Wednesday, February 25, 2015
"Is the call to abandon p-values the red herring of the replicability crisis?"
In an opinion article [here] titled "Is the call to abandon p-values the red herring of the replicability crisis?", Victoria Savalei and Elizabeth Dunn concluded, "at present we lack empirical evidence that encouraging researchers to abandon p-values will fundamentally change the credibility and replicability of psychological research in practice. In the face of crisis, researchers should return to their core, shared value by demanding rigorous empirical evidence before instituting major changes."
I posted a comment which said in part, "people have been promoting a transition away from null hypothesis significance testing to Bayesian methods for decades, long before the recent replicability crisis made headlines. The main reasons to switch to Bayesian have little directly to do with the replicability crisis." Moreover, "It is important for readers not to think that Bayesian analysis merely amounts to using Bayes factors for hypothesis testing instead of using p values for hypothesis testing. In fact, the larger part of Bayesian analysis is a rich framework for estimating the magnitudes of parameters (such as effect size) and their uncertainties. Bayesian methods are also rich tools for meta-analysis and cumulative analysis. Therefore, Bayesian methods achieve all the goals of the New Statistics (Cumming, 2014) but without using p values and confidence intervals."

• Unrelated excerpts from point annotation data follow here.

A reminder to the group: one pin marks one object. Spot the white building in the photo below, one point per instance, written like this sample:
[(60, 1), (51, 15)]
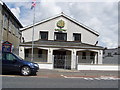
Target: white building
[(61, 42)]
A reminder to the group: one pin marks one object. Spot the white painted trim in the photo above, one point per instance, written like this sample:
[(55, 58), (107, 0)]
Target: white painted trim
[(62, 14)]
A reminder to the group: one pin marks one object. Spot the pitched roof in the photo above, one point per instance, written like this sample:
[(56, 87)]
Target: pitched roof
[(65, 16)]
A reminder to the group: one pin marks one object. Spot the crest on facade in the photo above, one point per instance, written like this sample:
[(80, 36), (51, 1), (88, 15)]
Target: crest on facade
[(60, 25)]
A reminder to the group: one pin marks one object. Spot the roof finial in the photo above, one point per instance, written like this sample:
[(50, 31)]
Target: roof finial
[(62, 13)]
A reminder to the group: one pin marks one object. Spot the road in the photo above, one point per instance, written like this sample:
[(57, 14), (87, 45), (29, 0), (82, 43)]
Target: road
[(40, 82)]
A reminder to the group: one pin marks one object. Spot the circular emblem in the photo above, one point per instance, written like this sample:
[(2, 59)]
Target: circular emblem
[(60, 24)]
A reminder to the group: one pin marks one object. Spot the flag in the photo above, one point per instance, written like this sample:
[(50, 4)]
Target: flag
[(33, 4)]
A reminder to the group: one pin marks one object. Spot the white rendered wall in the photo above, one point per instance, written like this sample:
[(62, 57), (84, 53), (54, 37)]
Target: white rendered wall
[(98, 67), (50, 26)]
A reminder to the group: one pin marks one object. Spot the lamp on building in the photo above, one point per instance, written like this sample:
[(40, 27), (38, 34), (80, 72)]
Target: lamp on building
[(49, 51)]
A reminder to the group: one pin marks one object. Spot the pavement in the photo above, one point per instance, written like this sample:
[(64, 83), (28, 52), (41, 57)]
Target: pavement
[(59, 73), (62, 73)]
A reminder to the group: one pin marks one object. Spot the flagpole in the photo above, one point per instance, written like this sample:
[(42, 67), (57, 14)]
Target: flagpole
[(32, 56)]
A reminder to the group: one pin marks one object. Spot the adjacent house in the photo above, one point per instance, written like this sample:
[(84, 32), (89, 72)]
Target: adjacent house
[(61, 42), (111, 56), (9, 27)]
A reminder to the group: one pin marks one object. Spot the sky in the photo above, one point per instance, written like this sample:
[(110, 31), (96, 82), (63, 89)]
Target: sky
[(100, 16)]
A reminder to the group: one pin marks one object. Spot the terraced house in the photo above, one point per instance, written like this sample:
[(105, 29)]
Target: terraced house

See the full article and comment at the link above.

Just for redundancy, here's the full text of my comment on the opinion article:
ReplyDeleteBayes factors for hypothesis testing are only a small part of Bayesian data analysis. It is important for readers not to think that Bayesian analysis merely amounts to using Bayes factors for hypothesis testing instead of using p values for hypothesis testing. In fact, the larger part of Bayesian analysis is a rich framework for estimating the magnitudes of parameters (such as effect size) and their uncertainties. Bayesian methods are also rich tools for meta-analysis and cumulative analysis. Therefore, Bayesian methods achieve all the goals of the New Statistics (Cumming, 2014) but without using p values and confidence intervals.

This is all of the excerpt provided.